Phase I Study of ALN-TTR01 in Transthyretin Amyloidosis- A Preview

(For a discussion of the phase I results, see here).

Alnylam is about to reveal results from its phase I study with ALN-TTR01 for the treatment of transthyretin amyloidosis (ATTR) at the Nov20-22 FAP meeting in Kunamoto, Japan. This blog provides a brief overview of the rational for RNAi Therapeutics in this disease and the importance of this particular study for the field of RNAi Therapeutics.

ATTR is an autosomal dominant amyloidotic disease due to point mutations (>100 possible) in the TTR gene. These mutations cause protein misfolding and aggregation into fibrils that, depending on which tissues they accumulate in, can cause various organ dysfunctions, most notably polyneuropathy (FAP), cardiomyopathy (FAC), and gastrointestinal/nutritional defects. For those that develop the disease, death is common 5-15 years following the emergence of disease symptoms (usually between 30 and 50 years of age). Although there is genotype-disease phenotype overlap, the most common mutation, Val30Met, strongly predisposes to FAP, while the Val122 is associated with FAC. About 10,000 patients suffer from FAP and 40,000 from FAC. As a rare genetic disease, it occurs in clusters, with FAP cases for example concentrated in Portugal, Sweden, and Japan.

Until recently, the only accepted treatment has been liver transplantation for FAP where removing the source of the mutant TTR in blood serum can reverse the polyneuropathy. Pfizer just got European approval for FAP with its small molecule TTR conformational stabilizer Vyndaqel based on slowing the rate of peripheral neuropathic impairment.

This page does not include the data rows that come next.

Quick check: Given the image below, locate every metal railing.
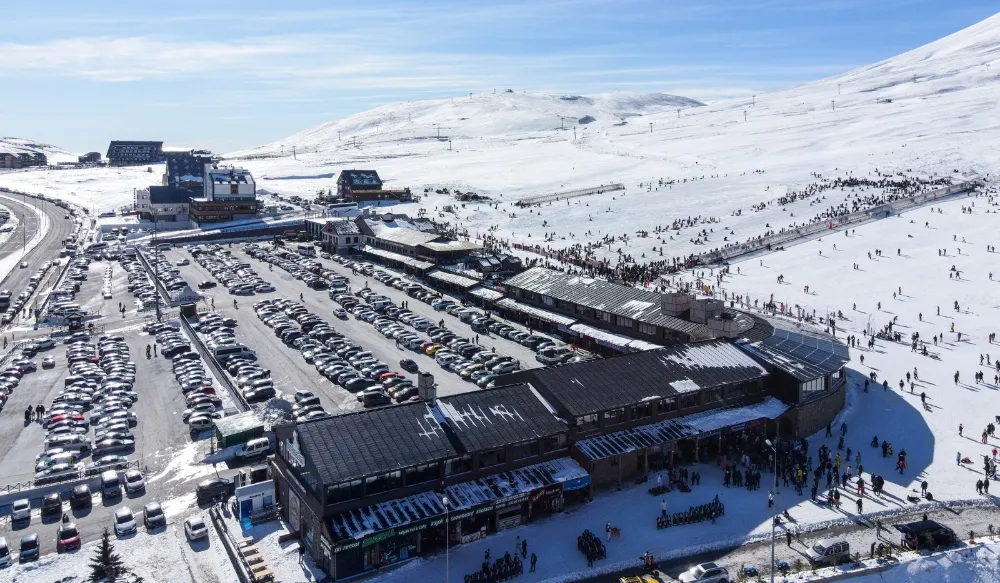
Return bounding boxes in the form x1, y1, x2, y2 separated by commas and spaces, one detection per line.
700, 181, 979, 264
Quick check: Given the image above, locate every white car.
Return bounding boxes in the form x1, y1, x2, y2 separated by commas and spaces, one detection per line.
125, 470, 146, 494
677, 563, 730, 583
10, 498, 31, 522
115, 506, 136, 536
184, 516, 208, 541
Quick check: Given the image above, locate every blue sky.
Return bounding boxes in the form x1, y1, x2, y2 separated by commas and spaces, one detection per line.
0, 0, 997, 152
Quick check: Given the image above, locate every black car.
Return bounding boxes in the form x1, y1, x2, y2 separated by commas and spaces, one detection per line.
195, 478, 236, 504
142, 502, 167, 530
895, 520, 958, 550
17, 533, 38, 563
69, 484, 93, 509
42, 492, 62, 516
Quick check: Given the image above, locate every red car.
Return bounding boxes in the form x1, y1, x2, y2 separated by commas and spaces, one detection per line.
56, 522, 80, 553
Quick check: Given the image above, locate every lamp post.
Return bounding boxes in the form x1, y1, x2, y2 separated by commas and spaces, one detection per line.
441, 496, 451, 583
764, 439, 778, 583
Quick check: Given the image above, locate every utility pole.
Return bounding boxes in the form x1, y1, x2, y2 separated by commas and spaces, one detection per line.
153, 218, 163, 322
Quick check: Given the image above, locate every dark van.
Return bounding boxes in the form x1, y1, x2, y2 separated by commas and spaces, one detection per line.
895, 520, 958, 550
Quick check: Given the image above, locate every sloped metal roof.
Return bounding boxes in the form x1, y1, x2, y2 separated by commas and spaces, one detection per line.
527, 340, 768, 417
296, 384, 566, 485
504, 267, 712, 338
740, 328, 851, 381
573, 397, 788, 460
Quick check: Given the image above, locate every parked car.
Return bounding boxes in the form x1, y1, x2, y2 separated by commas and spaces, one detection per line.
184, 516, 208, 541
142, 502, 167, 530
195, 477, 236, 504
10, 498, 31, 522
17, 533, 38, 563
69, 484, 93, 510
56, 522, 80, 553
806, 537, 851, 566
677, 563, 730, 583
115, 506, 136, 536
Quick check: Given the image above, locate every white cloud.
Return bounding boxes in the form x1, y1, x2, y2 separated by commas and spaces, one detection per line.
0, 37, 308, 82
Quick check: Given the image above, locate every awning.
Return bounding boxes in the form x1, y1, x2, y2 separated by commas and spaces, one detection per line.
496, 298, 576, 326
469, 287, 503, 302
362, 245, 434, 270
427, 269, 480, 289
330, 457, 590, 552
574, 397, 788, 460
569, 324, 632, 352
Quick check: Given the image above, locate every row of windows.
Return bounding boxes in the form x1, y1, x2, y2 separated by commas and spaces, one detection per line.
322, 434, 566, 505
576, 384, 763, 430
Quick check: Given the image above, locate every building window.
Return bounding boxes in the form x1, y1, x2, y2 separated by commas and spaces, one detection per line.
799, 377, 826, 400
479, 447, 507, 469
405, 464, 441, 486
542, 433, 566, 453
510, 441, 541, 460
326, 480, 363, 506
604, 407, 628, 425
656, 397, 677, 415
365, 470, 403, 496
576, 413, 598, 431
444, 455, 472, 476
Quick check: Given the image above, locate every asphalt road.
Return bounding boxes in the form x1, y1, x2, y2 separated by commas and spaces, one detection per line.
0, 195, 76, 296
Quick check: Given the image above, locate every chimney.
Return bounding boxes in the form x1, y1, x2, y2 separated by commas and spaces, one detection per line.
660, 291, 691, 318
417, 372, 437, 407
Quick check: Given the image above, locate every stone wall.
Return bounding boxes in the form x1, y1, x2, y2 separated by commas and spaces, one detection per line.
792, 382, 847, 437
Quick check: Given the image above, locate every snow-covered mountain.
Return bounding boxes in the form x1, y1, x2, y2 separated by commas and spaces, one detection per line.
0, 137, 77, 164
231, 91, 704, 156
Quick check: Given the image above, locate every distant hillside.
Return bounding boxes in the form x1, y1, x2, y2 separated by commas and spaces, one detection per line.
0, 137, 77, 164
228, 91, 704, 157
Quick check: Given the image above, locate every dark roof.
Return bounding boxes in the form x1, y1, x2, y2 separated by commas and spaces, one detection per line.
296, 384, 566, 484
338, 170, 382, 188
740, 328, 851, 381
149, 186, 191, 204
519, 340, 768, 417
326, 220, 361, 235
504, 267, 711, 338
167, 154, 212, 186
297, 403, 458, 485
437, 384, 566, 451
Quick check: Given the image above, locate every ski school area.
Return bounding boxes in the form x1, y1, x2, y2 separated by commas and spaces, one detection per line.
348, 189, 1000, 582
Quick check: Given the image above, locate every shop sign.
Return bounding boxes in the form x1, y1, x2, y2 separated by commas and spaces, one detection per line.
563, 474, 590, 492
361, 529, 396, 549
531, 485, 563, 504
285, 431, 306, 468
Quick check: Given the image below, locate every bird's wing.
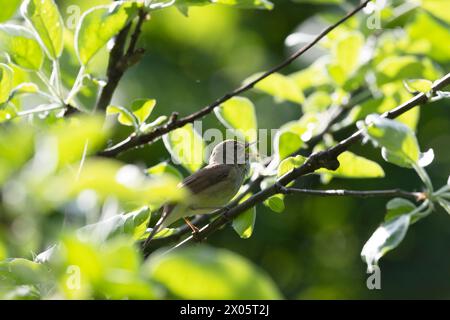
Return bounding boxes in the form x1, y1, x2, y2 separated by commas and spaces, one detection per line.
181, 164, 232, 195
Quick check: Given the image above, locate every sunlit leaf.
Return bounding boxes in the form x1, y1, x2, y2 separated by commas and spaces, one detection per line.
214, 97, 258, 142
21, 0, 64, 60
376, 56, 425, 85
316, 151, 384, 178
384, 198, 416, 221
420, 0, 450, 23
131, 99, 156, 124
0, 0, 21, 22
0, 126, 34, 185
404, 79, 433, 93
0, 24, 44, 71
106, 106, 138, 128
361, 214, 410, 272
77, 207, 150, 241
146, 162, 183, 180
263, 194, 285, 213
163, 123, 205, 172
277, 155, 306, 177
248, 73, 305, 103
288, 58, 330, 92
232, 194, 256, 239
438, 198, 450, 214
75, 1, 139, 65
175, 0, 273, 16
275, 130, 303, 160
0, 258, 46, 286
54, 236, 155, 299
145, 245, 281, 299
215, 0, 273, 10
302, 91, 332, 113
11, 82, 39, 97
406, 11, 450, 63
49, 159, 187, 210
328, 32, 364, 86
0, 63, 13, 104
417, 148, 434, 168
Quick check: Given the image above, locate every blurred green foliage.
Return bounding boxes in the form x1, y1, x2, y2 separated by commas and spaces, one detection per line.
0, 0, 450, 299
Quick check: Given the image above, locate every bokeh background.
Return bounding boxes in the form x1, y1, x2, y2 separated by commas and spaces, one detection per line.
0, 0, 450, 299
58, 0, 450, 299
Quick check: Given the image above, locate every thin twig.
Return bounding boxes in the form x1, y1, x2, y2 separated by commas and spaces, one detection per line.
95, 9, 147, 110
280, 187, 424, 201
156, 73, 450, 255
98, 0, 371, 157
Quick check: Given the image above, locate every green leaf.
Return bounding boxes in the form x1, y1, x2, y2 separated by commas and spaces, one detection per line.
277, 155, 306, 177
77, 207, 150, 242
288, 58, 330, 92
274, 119, 315, 160
75, 1, 139, 65
275, 130, 304, 160
358, 115, 420, 168
302, 91, 333, 113
0, 125, 34, 186
21, 0, 64, 60
163, 123, 205, 172
144, 245, 281, 300
215, 0, 273, 10
233, 207, 256, 239
361, 214, 410, 272
53, 236, 155, 300
47, 116, 109, 167
214, 97, 258, 142
384, 198, 416, 221
293, 0, 344, 4
140, 116, 167, 133
375, 56, 425, 85
232, 194, 256, 239
0, 24, 44, 71
106, 106, 138, 129
438, 198, 450, 214
316, 151, 384, 178
263, 194, 285, 213
51, 159, 187, 210
0, 0, 21, 22
248, 73, 305, 104
403, 79, 433, 94
0, 258, 46, 286
420, 0, 450, 23
146, 162, 183, 181
0, 104, 17, 124
131, 99, 156, 124
175, 0, 273, 12
0, 63, 13, 104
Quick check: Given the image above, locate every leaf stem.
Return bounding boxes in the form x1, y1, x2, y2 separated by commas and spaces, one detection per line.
64, 66, 85, 104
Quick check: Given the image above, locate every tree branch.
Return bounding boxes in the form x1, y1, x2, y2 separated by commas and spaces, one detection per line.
95, 9, 147, 110
155, 73, 450, 255
98, 0, 371, 157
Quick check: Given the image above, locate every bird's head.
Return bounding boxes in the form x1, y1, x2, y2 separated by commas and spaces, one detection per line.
209, 140, 255, 165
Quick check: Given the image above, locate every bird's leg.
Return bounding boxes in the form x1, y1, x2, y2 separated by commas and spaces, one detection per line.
189, 206, 223, 211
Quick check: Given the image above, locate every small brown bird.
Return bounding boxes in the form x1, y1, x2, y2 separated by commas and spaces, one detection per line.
144, 140, 250, 247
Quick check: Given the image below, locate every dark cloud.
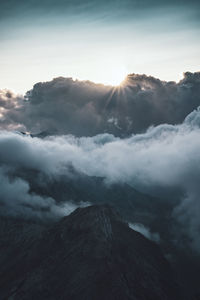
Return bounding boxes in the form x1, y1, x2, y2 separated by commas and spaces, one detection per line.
0, 72, 200, 136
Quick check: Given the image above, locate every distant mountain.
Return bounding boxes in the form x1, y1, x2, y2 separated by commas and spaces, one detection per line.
0, 205, 185, 300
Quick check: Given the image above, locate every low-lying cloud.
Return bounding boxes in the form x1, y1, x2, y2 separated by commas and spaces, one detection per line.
0, 72, 200, 137
0, 105, 200, 250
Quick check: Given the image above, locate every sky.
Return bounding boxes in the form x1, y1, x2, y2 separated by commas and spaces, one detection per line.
0, 0, 200, 93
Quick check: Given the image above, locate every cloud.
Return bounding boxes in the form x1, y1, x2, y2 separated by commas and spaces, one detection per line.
0, 72, 200, 137
0, 90, 25, 130
0, 109, 200, 251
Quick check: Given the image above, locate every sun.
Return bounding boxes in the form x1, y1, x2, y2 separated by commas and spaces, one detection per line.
102, 68, 127, 86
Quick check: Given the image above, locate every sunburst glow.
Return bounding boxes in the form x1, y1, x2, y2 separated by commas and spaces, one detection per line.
90, 64, 128, 86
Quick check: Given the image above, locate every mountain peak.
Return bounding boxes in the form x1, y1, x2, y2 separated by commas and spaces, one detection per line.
0, 205, 185, 300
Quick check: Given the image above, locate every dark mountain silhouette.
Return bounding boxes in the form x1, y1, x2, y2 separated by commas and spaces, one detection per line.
0, 205, 185, 300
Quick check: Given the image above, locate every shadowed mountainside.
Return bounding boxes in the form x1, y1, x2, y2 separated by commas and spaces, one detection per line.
0, 205, 184, 300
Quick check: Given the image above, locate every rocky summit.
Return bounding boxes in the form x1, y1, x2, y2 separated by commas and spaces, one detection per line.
0, 205, 185, 300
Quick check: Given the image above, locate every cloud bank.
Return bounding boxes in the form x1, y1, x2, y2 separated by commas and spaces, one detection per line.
0, 72, 200, 137
0, 104, 200, 251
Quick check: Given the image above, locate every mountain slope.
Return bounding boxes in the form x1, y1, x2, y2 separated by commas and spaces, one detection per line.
0, 206, 184, 300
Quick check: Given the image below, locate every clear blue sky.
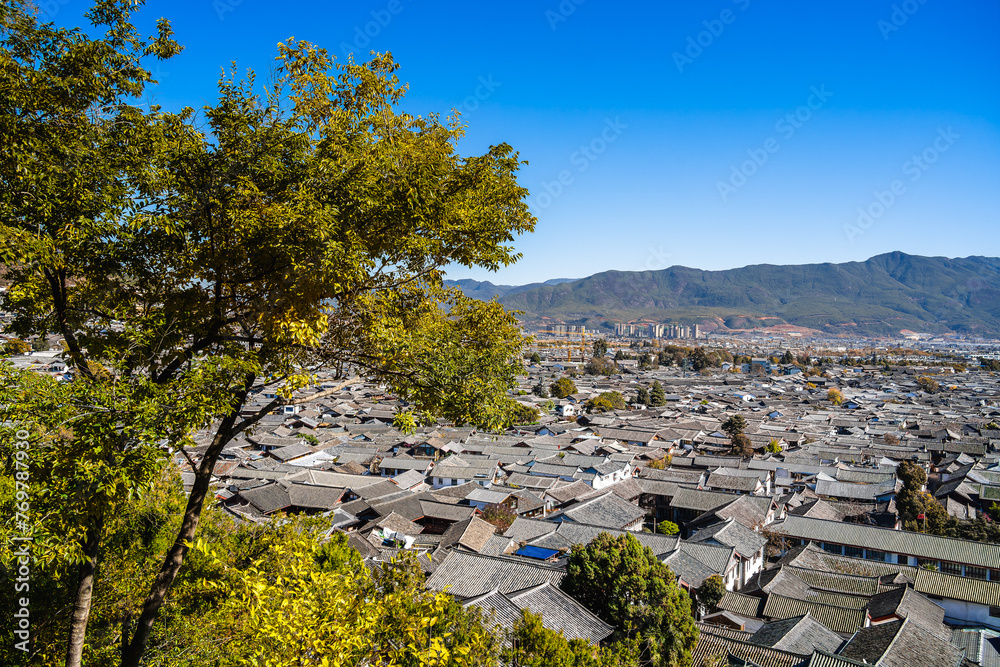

There exists, however, great need for additional therapies as Vyndaqel actually missed the primary endpoint in its pivotal study (the FDA did not accept the NDA for review earlier this year), and because liver transplantation is ineffective for FAC. The latter seems to be due to wildtype TTR still being able to deposit into pre-existing plaques, for example in heart tissue, at a rate that is higher than the turnover of the amyloidotic plaque. In fact, the amyloidotic potential of wildtype TTR is illustrated by the fact that it frequently causes spontaneous amyloidosis in elderly people (senile ATTR).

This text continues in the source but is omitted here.